ShaunC asks:
"As the webmaster of numerous sites, I'm curious how others feel about the Wayback Machine. What particularly interests me is the fact that the Machine is a relatively new animal, yet it contains snapshots from my sites dating back to 1998. I can't help but wonder: where did they get such old copies of my websites, and who gave them permission to make those copies? I certainly didn't provide either. Perhaps I'm too much of a purist, but I've always seen the internet as an ever-changing medium, not a permanent one. Archives have bothered me ever since the fledgling days of DejaNews." This site last made an appearance on Slashdot,
earlier this year. Internet archival sites are right smack in the
crosshairs
of copyright, but they
are useful. Anyone who has ever used Google's cache (and there are plenty of those links on Slashdot) can attest to this. Of course, the issue that may bug many content providers is how to opt-out of such services, since some see it as a copyright violation. Is it possible to balance the issues of copyright and history, or will these two Internet resources find themselves in legal trouble in the future?
"The way I see it, archives are much like SPAM; I never opted in, why should it be my responsibility to opt out? I manage a number of domains and the process of refining robots.txt files and submitting myself to the Wayback Machine for removal seems to be intrusive. Worse, domains I've abandoned (which have lapsed or been re-registered by someone else) are forever archived in the Machine and I have no way to exclude them. Why should I have to deliberately remove my copyrighted material from an archive which was never granted permission to replicate that material in the first place?"
Opting out -- of publicly available HTTP??? (Score:4, Interesting)
Your argument is similar to that of newspaper publishers who didn't like "deep linking." What they couldn't (or didn't want to) understand is that the nature of an HTTP web server is quite simple. A client asks for a file, the server gives it back. Using that protocol implies that you are OK with that.

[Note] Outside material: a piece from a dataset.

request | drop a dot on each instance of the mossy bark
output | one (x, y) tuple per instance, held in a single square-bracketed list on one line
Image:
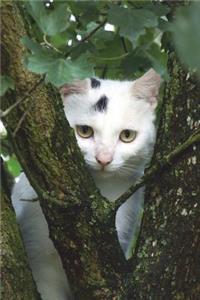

If you're not, I suggest you look into different technologies, instead of complaining about lack of control, in a medium that was never intended to provide it.
Talk about a time machine... (Score:3, Interesting)
Euro friendly :) (Score:1, Interesting)
Especially dominio's pizza. They raised their prices more that 12%. I printed out the page and got a 15% discount
Copyright and websites. (Score:3, Interesting)
I don't mind that my site is being added to indexes that the public have use of for free. I have a problem where a company uses my site to make a profit, with no public benefit.
There is case law where unauthorized access to a website is a copyright violation.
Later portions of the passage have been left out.